The Guardian 2 March, 2005

Togolese political crisis

Ron Bunyon

The Togolese people are resisting an extra-constitutional power grab initiated by the son of the late president, General Gnassingbe Eyadema, who died of a heart attack on February 5 at the age of 69. Gnassingbe Eyadema led the Togolese Republic for 38 years, making him Africa's longest ruling leader.

Togo is situated in West Africa along the coast of Gulf of Guinea and sandwiched between Ghana and Benin. It stretches for 600 kilometres going north from the ocean and is only 160 kilometres across at its widest point.

Despite a constitutional provision that says the speaker of the National Assembly is next in line to head the country, the president's son, Faure Gnassingbe, seized power on the same day with the support of the military. The dominance of the Kabiye ethnic group within the military, the ancestral group of the late president, was regarded as a factor in the military's decision.
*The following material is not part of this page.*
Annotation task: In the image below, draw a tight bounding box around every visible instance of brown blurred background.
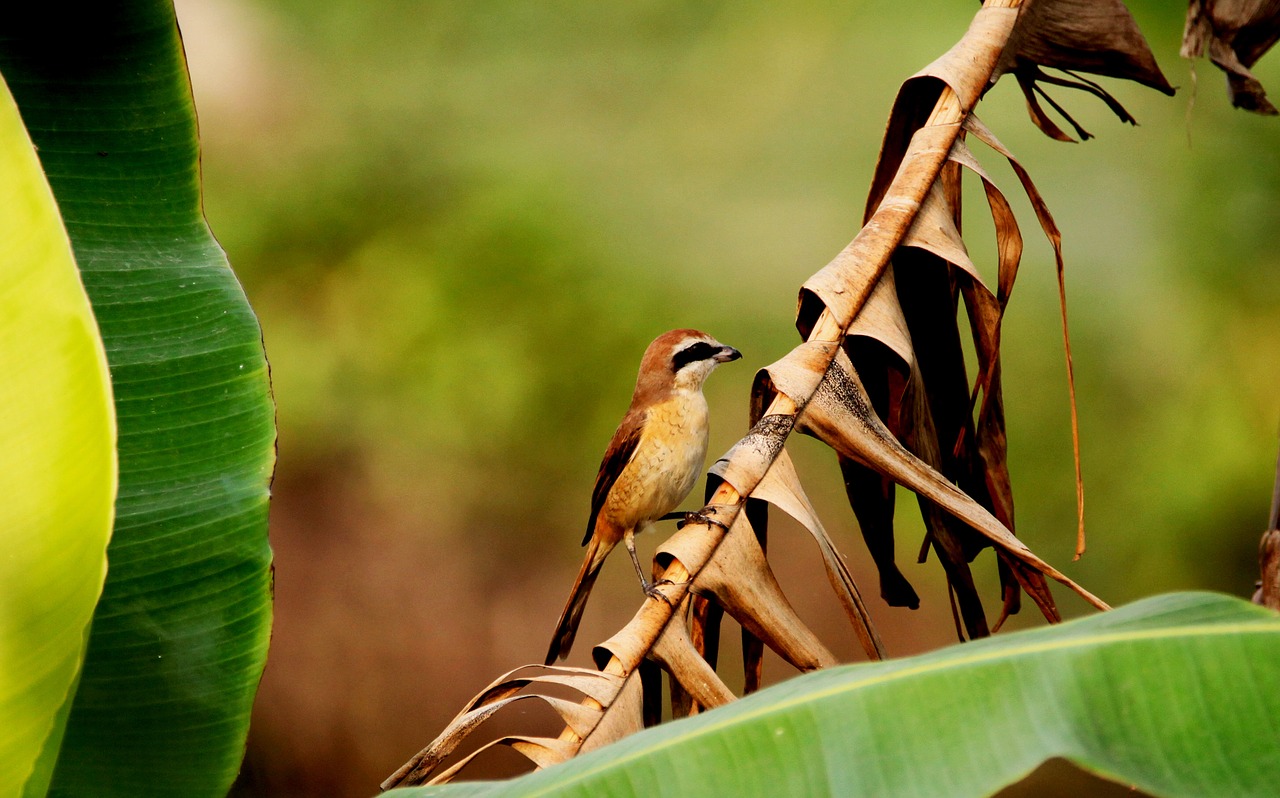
[172,1,1280,795]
The National Assembly hastily amended the constitution to allow Faure Gnassingbe's accession to power, but several African leaders quickly condemned the action as unlawful. South African President Thabo Mbeki, for example, called these manoeuvres an "unconstitutional charade".

The sub-regional Economic Community of West African States swiftly imposed sanctions on Togo, including suspension from its activities, the recall of ambassadors, an arms embargo and a travel ban on Togolese leaders. It demanded the immediate handover of power to the rightful successor, parliamentary speaker Fambare Natchaba Ouattaba.

The possibility of military intervention by Nigeria, whose leader, President Olusegun Obasanjo, is the current chairperson of the Africa Union, has not been ruled out.

In response to international pressure, including from the African Union's Peace and Security Council, Faure Gnassingbe announced that a presidential election would be held within 60 days. He has refused to step down in the interim, however.

A demonstration of nearly 10,000 angry citizens in Lome, the nation's capital, on February 19 reflected growing opposition to the power grab. A week earlier at least three demonstrators were killed in clashes with police. Union leaders have encouraged general strikes against the government, and protests show no sign of abating.

Since the former president's demise, a media crackdown has occurred. Two television stations and seven privately owned radio stations have been closed. The organisation that regulates national media, ART&P, abruptly stipulated that media outlets pay outstanding financial obligations or be shut down.

About 21 ethnic groups comprise a total population of about 5.5 million people in Togo. The economy is mainly agricultural, with coffee, cocoa and cotton among its most important crops. Its biggest money maker is the mining and export of phosphates.

A French colony until its independence was granted in 1960, Togo remained closely aligned with France throughout Gnassingbe Eyadema's four decades of rule. The French government often came to his defence when he was criticised in international forums for violating democratic and human rights, and the French military still has troops, air bases, and naval bases in the capital.

As in many other African nations, Togo's people have suffered under economic austerity measures imposed by the International Monetary Fund and the World Bank. An estimated 70 percent of Togo's population lives on less than a dollar a day. The average life expectancy is 53 years.